TOMS: What is podoconiosis?
Dr. Davey: Podoconiosis is one of the lesser-known types of leg swelling or elephantiasis. It’s caused by an inflammatory reaction within the leg to mineral particles in some red clay soils. It takes about 10 years of living and working barefoot on irritant soil to develop the earliest symptoms and signs of podoconiosis.
TOMS: How is podoconiosis prevented? How is it treated?
Dr. Davey: In order to prevent podo, feet must be safeguarded from irritant soil. By wearing shoes regularly and consistently, and washing the soil from feet, people protect themselves from contracting the disease.
Washing is an important part of treatment. Remarkable improvements in the feet can be achieved through regular washing, use of simple emollients (moisturizing products that soften and treat dry skin), toe-to-knee bandaging, foot and calf exercises and the use of socks and shoes.

TOMS: What makes podo an urgent health issue that needs to be addressed globally?
Dr.
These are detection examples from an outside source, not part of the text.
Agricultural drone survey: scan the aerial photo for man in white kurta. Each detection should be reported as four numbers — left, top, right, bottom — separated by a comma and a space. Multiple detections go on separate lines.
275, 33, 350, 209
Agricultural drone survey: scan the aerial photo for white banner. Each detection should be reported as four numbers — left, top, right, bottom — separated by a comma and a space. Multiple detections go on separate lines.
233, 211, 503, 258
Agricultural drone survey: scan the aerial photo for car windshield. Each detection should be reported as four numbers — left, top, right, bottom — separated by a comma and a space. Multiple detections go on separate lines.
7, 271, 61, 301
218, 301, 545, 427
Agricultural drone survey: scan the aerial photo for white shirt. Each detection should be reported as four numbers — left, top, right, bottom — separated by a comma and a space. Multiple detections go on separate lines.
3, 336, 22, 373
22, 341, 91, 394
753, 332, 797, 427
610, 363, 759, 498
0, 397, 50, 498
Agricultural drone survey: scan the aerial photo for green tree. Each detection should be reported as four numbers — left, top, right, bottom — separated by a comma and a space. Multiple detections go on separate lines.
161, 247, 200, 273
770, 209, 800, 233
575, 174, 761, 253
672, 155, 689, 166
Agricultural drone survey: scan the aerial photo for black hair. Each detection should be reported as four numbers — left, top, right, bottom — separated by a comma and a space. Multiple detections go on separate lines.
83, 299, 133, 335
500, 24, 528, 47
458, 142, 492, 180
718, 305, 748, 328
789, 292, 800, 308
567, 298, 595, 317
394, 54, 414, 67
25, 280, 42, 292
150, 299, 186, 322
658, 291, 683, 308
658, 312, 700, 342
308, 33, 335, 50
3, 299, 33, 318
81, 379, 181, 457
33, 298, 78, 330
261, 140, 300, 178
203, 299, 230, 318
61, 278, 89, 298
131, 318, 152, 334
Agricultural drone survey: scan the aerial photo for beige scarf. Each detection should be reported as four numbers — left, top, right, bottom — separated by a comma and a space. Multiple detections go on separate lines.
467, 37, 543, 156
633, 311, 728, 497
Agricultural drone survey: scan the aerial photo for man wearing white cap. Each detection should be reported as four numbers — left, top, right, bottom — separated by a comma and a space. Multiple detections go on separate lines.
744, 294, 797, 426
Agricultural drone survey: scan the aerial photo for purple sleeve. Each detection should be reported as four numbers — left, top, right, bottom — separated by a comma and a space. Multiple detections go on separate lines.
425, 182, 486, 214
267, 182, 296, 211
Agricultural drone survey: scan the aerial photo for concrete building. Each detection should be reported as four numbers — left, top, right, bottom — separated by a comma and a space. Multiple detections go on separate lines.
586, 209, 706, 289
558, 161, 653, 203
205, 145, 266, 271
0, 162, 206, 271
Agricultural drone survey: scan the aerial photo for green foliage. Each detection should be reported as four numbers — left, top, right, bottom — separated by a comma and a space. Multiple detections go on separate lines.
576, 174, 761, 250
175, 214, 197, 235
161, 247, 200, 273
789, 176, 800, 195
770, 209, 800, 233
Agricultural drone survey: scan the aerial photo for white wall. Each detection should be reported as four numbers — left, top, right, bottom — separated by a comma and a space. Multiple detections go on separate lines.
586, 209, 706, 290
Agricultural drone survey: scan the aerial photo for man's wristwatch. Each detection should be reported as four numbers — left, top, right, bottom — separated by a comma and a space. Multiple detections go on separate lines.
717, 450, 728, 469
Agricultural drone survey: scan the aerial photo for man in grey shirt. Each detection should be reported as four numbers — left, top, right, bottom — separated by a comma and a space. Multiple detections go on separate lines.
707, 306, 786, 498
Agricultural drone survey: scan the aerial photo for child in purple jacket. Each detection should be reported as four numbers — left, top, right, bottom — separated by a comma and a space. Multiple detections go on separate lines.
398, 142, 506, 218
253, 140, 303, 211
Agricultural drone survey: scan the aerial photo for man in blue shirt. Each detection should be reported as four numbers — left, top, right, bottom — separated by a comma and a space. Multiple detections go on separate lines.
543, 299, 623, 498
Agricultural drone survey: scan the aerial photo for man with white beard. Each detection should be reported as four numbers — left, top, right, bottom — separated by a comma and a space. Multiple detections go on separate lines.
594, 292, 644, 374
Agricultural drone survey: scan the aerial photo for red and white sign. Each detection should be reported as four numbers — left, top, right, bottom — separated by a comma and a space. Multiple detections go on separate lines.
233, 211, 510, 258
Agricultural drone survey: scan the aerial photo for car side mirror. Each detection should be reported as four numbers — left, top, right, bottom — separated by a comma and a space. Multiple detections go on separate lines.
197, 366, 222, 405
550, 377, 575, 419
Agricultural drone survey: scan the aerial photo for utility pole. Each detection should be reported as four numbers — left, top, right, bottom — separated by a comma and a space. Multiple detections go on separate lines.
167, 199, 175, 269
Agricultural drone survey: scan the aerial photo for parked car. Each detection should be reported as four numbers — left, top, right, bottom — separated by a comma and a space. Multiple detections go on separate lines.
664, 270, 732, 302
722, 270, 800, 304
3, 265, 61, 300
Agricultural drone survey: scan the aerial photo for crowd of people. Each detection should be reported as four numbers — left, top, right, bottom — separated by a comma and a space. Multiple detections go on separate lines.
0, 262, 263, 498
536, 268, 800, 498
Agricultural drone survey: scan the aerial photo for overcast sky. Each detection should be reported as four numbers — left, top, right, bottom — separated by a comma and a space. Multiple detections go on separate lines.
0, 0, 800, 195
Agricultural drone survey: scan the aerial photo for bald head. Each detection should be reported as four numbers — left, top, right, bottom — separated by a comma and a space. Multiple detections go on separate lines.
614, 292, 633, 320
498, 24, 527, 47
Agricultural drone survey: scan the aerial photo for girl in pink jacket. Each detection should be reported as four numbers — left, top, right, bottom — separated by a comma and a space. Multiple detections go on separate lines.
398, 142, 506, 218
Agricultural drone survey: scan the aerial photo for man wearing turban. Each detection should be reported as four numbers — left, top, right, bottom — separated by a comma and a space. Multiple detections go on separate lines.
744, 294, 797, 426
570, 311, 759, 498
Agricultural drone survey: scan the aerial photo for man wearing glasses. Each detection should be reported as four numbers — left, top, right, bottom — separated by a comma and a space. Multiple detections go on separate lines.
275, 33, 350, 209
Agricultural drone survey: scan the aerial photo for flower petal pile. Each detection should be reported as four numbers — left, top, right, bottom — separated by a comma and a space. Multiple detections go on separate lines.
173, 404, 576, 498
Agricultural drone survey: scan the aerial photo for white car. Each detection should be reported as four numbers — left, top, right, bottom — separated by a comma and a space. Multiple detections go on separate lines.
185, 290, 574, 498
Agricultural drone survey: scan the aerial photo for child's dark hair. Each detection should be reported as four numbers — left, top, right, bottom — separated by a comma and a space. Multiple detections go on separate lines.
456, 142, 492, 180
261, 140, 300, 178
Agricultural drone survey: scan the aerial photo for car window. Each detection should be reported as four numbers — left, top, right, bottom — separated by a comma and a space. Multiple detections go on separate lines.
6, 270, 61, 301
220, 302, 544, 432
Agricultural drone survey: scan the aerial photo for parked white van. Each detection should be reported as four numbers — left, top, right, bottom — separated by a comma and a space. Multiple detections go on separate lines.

Davey: There are at least 4 million people today that are living with podoconiosis. It’s urgent because this is one of the few diseases that could be eradicated within our lifetime.
TOMS: In what areas of the world is podoconiosis most prevalent?
Dr. Davey: It primarily affects tropical areas with volcanic histories. The irritant soils seem to originate from volcanic rocks that have been heavily weathered at high altitude through tropical conditions of heavy rainfall.
Very poor subsistence farming populations are at the greatest risk [of contracting podo] because they have daily contact with irritant soils. Without shoes or access to water to regularly wash their feet as protection against podoconiosis, people living in those conditions are extremely susceptible.
TOMS: In our 2009 interview, you called podoconiosis a “disease of the voiceless.” Can you elaborate on that? How does podo affect people personally?
Dr. Davey: [Almost as difficult as the physical aspects of podoconiosis are the emotional ones. So much of the problem for podo patients is the stigma attached to the disease.]
Teens who develop podo often find it difficult to continue at school, young adults have great difficulty finding a marriage partner and older adults may be unable to join in social and community activities like weddings, church or mosque.
Podo patients are some of the most outcast in the world, and treating them so they can resume their role in society is a very moving thing to be part of.
TOMS: What have been some of the biggest advances and milestones in the fight against podoconioisis?
Dr. Davey: Though there haven’t been huge recent breakthroughs, there have been incremental changes in treatment. For example, we now realize how helpful bandages can be in the early stages of the disease for many patients, whereas we had previously thought this useful for only those with pronounced swelling.
And, there are some extremely exciting things going on now in the advocacy arena: Ethiopia is establishing a National Podoconiosis Action Network, and an International Podoconiosis Initiative is soon to be launched. These will form partnerships between organizations and people working on podo, and should be really instrumental in raising the profile of podoconiosis globally.